🤖 AI Summary
Existing song generation methods lack zero-shot speaker cloning capabilities, while voice conversion approaches typically neglect the joint generation of vocals and accompaniment. To address these limitations, this work proposes UniSinger—the first end-to-end unified framework that simultaneously supports accompaniment-aware speaker-cloned singing voice generation and singing voice conversion. Built upon a multimodal diffusion Transformer, UniSinger constructs a unified speaker embedding space and introduces task-specific modality masking alongside a curriculum learning strategy to harmonize multi-task optimization and mitigate task interference. The model achieves state-of-the-art performance on both tasks, enabling for the first time cross-task timbre control and mutual performance gains, thereby advancing the frontier of intelligent music generation.
📝 Abstract
While song generation and singing voice conversion (SVC) have evolved significantly, they have long been developed isolated: the former lacks zero-shot speaker cloning, while the latter overlooks vocal-accompaniment synergy.

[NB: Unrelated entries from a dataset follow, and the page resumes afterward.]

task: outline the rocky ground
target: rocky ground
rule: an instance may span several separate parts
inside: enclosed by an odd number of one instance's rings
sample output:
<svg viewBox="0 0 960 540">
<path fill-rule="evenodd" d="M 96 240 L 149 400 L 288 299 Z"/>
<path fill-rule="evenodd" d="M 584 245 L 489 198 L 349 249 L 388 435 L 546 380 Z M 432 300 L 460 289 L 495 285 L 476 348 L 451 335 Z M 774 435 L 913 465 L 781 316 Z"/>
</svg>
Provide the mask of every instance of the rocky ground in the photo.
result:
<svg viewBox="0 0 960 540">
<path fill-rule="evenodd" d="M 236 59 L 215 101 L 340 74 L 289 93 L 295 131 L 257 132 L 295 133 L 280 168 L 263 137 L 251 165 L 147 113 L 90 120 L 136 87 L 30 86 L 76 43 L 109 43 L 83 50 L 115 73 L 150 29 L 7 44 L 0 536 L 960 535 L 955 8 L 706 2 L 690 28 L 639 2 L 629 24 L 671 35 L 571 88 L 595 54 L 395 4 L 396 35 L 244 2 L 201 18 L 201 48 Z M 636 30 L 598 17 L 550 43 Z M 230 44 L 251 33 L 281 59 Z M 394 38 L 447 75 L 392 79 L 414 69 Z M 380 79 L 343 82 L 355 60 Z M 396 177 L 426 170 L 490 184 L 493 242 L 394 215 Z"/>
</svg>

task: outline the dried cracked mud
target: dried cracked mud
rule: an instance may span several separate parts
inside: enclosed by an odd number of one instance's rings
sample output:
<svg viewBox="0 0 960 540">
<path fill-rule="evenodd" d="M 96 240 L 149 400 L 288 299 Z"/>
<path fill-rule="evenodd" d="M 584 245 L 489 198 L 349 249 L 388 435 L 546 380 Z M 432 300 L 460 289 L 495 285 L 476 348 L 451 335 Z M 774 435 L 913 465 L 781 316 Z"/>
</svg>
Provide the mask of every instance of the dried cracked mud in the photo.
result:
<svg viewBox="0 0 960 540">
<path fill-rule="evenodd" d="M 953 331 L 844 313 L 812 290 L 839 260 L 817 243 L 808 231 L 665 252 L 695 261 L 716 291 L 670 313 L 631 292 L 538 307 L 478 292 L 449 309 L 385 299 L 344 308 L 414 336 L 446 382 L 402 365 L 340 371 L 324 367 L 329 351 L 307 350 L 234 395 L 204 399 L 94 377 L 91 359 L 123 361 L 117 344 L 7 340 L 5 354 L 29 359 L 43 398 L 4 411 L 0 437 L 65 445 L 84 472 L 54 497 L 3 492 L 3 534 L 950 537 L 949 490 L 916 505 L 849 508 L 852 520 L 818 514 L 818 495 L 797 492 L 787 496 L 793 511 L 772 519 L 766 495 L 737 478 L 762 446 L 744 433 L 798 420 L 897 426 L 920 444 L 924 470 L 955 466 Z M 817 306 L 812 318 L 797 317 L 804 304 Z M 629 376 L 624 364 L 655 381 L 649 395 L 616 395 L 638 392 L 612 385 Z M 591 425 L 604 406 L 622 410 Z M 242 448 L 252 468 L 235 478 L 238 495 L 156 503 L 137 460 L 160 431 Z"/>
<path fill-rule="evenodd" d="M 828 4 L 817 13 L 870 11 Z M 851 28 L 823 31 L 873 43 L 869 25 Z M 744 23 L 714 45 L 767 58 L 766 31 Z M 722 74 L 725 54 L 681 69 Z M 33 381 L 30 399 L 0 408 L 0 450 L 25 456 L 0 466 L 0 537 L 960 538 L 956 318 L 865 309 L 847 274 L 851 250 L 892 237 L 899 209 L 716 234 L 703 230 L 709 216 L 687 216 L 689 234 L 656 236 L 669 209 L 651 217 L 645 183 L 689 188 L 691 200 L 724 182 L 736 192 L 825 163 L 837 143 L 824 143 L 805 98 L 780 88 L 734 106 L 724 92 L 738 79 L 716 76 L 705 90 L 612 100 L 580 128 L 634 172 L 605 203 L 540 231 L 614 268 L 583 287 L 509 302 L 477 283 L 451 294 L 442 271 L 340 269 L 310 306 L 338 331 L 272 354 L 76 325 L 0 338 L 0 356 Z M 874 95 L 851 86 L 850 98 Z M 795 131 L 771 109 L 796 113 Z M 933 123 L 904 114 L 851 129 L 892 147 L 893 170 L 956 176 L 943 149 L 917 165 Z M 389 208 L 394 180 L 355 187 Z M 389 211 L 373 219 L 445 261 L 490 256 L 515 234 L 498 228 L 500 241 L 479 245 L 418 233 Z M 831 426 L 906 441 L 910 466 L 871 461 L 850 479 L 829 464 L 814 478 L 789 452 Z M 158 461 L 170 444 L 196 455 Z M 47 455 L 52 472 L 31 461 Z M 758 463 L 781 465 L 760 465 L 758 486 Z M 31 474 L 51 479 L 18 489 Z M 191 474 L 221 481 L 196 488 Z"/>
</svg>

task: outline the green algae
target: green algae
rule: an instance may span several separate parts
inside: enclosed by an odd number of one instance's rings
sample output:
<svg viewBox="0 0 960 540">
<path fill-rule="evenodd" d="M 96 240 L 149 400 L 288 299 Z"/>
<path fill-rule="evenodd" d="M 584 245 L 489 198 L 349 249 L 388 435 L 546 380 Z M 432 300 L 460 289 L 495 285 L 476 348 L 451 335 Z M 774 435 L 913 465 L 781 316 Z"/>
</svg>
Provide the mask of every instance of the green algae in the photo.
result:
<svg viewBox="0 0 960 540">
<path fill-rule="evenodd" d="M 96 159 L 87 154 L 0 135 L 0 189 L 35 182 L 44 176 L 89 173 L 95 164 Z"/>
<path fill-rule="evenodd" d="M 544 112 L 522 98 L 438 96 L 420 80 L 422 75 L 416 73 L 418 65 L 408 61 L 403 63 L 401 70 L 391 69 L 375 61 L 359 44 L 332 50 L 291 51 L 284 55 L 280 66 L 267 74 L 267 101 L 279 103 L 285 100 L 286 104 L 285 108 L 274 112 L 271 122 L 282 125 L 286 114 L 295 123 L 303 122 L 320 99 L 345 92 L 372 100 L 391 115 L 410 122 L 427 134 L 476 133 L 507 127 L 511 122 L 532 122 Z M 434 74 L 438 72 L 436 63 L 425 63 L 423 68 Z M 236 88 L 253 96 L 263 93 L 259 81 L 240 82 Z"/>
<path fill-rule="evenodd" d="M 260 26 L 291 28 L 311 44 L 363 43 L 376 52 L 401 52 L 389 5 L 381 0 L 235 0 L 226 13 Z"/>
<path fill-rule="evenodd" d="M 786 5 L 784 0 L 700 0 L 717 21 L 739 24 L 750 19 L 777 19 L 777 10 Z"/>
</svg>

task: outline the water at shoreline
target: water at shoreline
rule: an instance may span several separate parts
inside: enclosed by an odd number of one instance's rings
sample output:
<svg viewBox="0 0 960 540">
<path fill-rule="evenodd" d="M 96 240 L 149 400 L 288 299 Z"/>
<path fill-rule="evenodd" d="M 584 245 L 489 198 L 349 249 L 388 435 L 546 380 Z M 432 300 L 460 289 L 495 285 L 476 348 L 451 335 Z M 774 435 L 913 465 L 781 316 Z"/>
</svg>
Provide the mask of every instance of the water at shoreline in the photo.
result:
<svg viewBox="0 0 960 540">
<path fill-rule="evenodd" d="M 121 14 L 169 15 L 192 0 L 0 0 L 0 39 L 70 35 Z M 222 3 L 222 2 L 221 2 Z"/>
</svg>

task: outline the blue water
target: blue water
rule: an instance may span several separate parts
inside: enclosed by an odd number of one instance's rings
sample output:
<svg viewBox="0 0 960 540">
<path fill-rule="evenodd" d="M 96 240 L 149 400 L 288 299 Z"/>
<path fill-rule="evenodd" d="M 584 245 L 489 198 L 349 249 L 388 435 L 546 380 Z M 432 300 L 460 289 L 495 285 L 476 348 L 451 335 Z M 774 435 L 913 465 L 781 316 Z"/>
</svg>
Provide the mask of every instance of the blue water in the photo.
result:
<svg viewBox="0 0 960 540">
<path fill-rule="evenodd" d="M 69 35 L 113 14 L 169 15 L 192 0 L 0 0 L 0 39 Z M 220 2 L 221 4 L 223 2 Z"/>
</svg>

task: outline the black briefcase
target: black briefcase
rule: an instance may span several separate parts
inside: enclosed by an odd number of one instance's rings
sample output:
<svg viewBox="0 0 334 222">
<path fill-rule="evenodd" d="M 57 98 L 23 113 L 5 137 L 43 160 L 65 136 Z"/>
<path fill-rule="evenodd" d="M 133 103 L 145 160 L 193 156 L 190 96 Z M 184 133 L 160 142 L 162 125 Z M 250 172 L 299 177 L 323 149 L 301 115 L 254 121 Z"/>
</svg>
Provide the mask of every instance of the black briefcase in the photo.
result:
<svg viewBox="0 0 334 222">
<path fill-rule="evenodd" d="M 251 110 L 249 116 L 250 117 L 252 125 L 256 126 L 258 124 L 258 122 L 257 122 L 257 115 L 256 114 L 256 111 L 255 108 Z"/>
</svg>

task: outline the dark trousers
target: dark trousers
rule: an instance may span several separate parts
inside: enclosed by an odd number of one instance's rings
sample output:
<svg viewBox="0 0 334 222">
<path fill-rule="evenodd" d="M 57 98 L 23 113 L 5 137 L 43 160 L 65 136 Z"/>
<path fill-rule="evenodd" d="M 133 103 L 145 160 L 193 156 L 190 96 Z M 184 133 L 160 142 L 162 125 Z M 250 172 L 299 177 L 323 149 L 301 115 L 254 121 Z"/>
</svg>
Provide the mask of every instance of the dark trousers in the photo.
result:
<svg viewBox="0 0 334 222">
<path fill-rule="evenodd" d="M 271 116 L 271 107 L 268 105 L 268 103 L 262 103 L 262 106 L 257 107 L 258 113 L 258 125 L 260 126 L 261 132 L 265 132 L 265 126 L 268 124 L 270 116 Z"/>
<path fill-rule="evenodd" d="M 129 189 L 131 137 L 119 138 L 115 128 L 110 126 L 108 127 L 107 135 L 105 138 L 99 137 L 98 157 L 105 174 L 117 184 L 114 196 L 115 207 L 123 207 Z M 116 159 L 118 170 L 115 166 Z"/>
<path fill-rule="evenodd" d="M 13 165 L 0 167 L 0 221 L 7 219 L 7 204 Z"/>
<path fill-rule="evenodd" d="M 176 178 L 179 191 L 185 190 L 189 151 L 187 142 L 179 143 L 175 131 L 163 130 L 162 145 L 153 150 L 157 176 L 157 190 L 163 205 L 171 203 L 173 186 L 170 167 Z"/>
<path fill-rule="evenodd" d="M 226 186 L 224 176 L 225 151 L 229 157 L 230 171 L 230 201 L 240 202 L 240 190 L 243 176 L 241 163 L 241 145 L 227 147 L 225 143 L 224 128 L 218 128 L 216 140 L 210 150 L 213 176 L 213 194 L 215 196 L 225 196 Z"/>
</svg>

To bridge this gap, we propose UniSinger, the first end-to-end framework unifying speaker cloning song generation and accompaniment co-generation SVC. Building on the multimodal diffusion transformer, we construct a unified speaker embedding space transferring speaker representation from SVC to song generation, endowing fine-grained cross-task timbre control. To mitigate multi-task optimization conflicts, we design a curriculum learning strategy using task-specific modality masking to guide the model to gradually master the generative mechanisms among semantic content, vocal timbre, and accompaniment. Experiments show state-of-the-art performance on both tasks and realizes complementary benefits, offering new possibilities for intelligent music production.